We here present extensive sequence analysis of eight isolates from Uganda, including the whole genome sequencing of a type II/III recombinant isolate, TgCkUg2. 454 sequencing gave 84% coverage across the approximate 61 Mb genome and over 70,000 single nucleotide polymorphisms (SNPs) were mapped against reference strains. TgCkUg2 was shown to contain entire chromosomes of either type II or type III origin, demonstrating chromosome sorting rather than intrachromosomal recombination. We mapped 1,252 novel polymorphisms and clusters of new SNPs within coding sequence implied selective pressure on a number of genes, including surface antigens and rhoptry proteins. Further sequencing of the remaining isolates, six type II and one type III strain, confirmed the presence of novel SNPs, suggesting these are local allelic variants within Ugandan type II strains. In mice, the type III isolate had parasite burdens at least 30-fold higher than type II isolates, while the recombinant strain had an intermediate burden.

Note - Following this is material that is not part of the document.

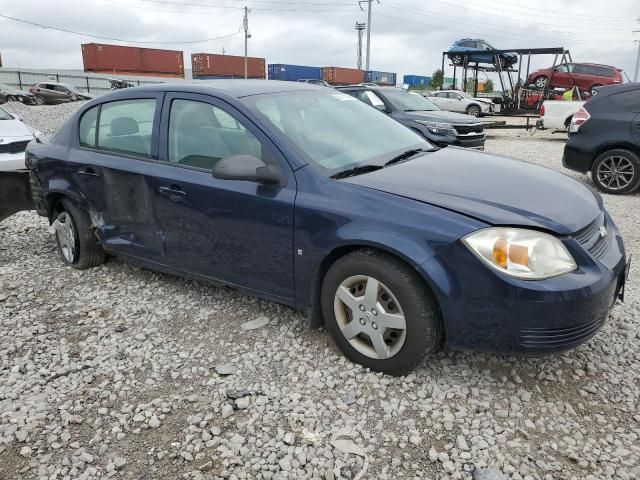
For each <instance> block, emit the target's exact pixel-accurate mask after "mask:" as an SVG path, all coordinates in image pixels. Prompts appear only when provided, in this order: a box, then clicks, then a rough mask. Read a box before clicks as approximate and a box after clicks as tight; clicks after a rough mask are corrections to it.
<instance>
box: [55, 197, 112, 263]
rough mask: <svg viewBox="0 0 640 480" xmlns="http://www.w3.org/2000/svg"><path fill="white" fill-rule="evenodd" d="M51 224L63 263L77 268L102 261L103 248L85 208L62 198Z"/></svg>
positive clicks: (103, 262) (65, 199) (58, 252)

Our data demonstrate that recombination between clonal lineages does occur in nature but there is nevertheless close homology between African and North American isolates. The quantity of high confidence SNP data generated in this study and the availability of the putative parental strains to this natural recombinant provide an excellent basis for future studies of the genetic divergence and of genotype-phenotype relationships.